Friday, August 19, 2005

The relative madness of anchovies

Humor is the absolute essence of life. The chronology of drunkenness as time goes on is life. Is that I in the silhouette? The simultaneous equation of life is the living we do, as we expire into the saneness the paradigm hopes to file us into. The relative madness of typing coherently in a pitch black tomb of a bar, when you’re been bell rung eight times by successful fishermen in from the relative death of the seas, is too fantastic to mention , to the sober. The lists made under the influence spurred us into scientology, where the gods we worshiped were fine gain antennas they now disassemble, as the spirit found the path it always wandered, before it found itself.


I was out with a chef who utterly fascinated me, but I couldn’t remember a single thing he said. Oh, strike that ... I recall a lengthy conversation about anchovies, and all the ways they’re caught, packed and prepared. One tiny facet of food, and it was overwhelming. He too far outside my culinary experience base, but grabbing his apron, I struggled to say something coherent, and stay with him. Steam rose off the ice cubes, as the backlit bartender poured her wares, the scene was an ad man’s dream ... how many had woozily seen this moment, and sought to capture it for the company? Live fast, sell hard. What do you want?! NO! YES! The tension of opposites fulfil the requirements of life. I stop him mid-sentence, and weave to the bathroom around faces in various phases of inebriated, adumbrated with daily vices, where to my relief, I found the urinal brimming with crushed ice. Melting while pissing defeats the existential angst of nothing accomplished. On the return trip I stepped on Gandolf’s foot, and apologized profusely ... wizards are often the people you covet as friends of friends, or distant enemies. Incredibly, upon my return, the chef has more to say about anchovies. I can scarcely believe that so many ways have been devised to salt them. I feel the weight of my ignorance on the matter, scratching a line through the food, because I’d suffered the lower echelon of its historical refinement. I adjusted anchovies’ intensity, by removing them. The blatancy of the indicator never occurred to me before.


Correction: he was light years beyond my experience base. Grill that bitch up! Italian green olives not the Spanish ones, dry roast small chopped pork entendre-loin, scratch the grassy olive oil, mind you. We’re all The TV show of cooking from the subconscious/ as a dream sequence, of the motherfucker having to get up and go to work and toil like a Manic Ant rushing around a computer screen you’re mousing, as if it’s your cursor. You know what I mean? I guess. Fuck. I was shot out of a cannon at a stove, and he fried up the scrapple of what made it into the pan. The bartender has been drawn into the fray, and loses her professional edge, which makes her endearingly human again. Good bartenders are control freaks at heart, who find the monster within them, and occasionally let them rage.
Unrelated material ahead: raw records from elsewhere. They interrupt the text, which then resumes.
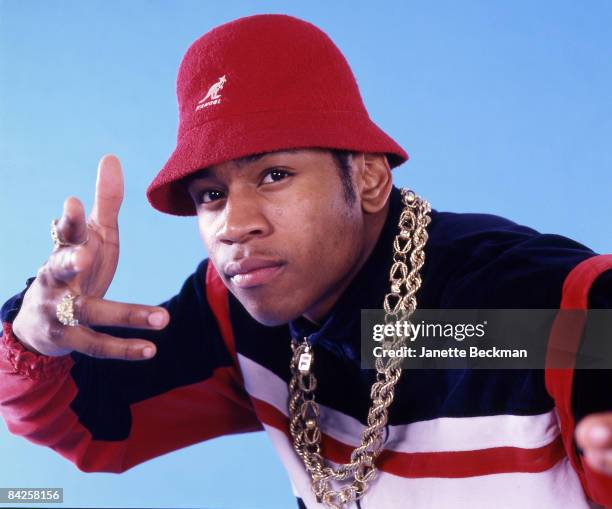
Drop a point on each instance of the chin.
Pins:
(269, 316)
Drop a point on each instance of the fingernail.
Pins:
(599, 434)
(156, 319)
(73, 261)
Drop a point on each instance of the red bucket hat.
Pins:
(259, 84)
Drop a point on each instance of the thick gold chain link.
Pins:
(399, 304)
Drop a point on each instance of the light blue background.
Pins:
(504, 107)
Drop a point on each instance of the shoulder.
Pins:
(484, 260)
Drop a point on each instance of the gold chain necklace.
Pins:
(304, 411)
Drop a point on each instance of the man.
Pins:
(291, 183)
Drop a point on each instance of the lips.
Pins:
(252, 272)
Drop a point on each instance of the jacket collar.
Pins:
(340, 329)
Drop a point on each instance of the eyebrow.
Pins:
(241, 162)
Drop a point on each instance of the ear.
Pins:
(375, 181)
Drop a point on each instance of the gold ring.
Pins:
(57, 242)
(65, 310)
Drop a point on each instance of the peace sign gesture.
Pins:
(78, 273)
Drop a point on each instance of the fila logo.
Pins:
(212, 96)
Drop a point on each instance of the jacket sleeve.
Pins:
(107, 415)
(580, 392)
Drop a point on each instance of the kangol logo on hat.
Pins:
(212, 96)
(291, 88)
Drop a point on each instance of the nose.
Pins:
(242, 220)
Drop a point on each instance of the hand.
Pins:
(594, 437)
(87, 271)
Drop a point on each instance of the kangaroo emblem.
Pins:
(212, 96)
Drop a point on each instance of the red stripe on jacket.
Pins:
(566, 334)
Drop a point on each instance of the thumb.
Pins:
(595, 432)
(109, 192)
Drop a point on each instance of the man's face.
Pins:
(280, 232)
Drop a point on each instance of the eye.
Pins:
(209, 195)
(275, 175)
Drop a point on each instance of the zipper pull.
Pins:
(305, 359)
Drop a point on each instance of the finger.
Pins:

When the place shut we drank for eleven hours, she said. The lease said everyone had to be out Tuesday, when the demo squad came, we’d torn the place to bits. Every bottle was dry, and I suffered immensely, but I have to tell you, it was great. I elbowed the chef and said, That’s the work of a professional. He adroitly high-fives first me, then the bartender, jumps up and bellows, "Damn Right!"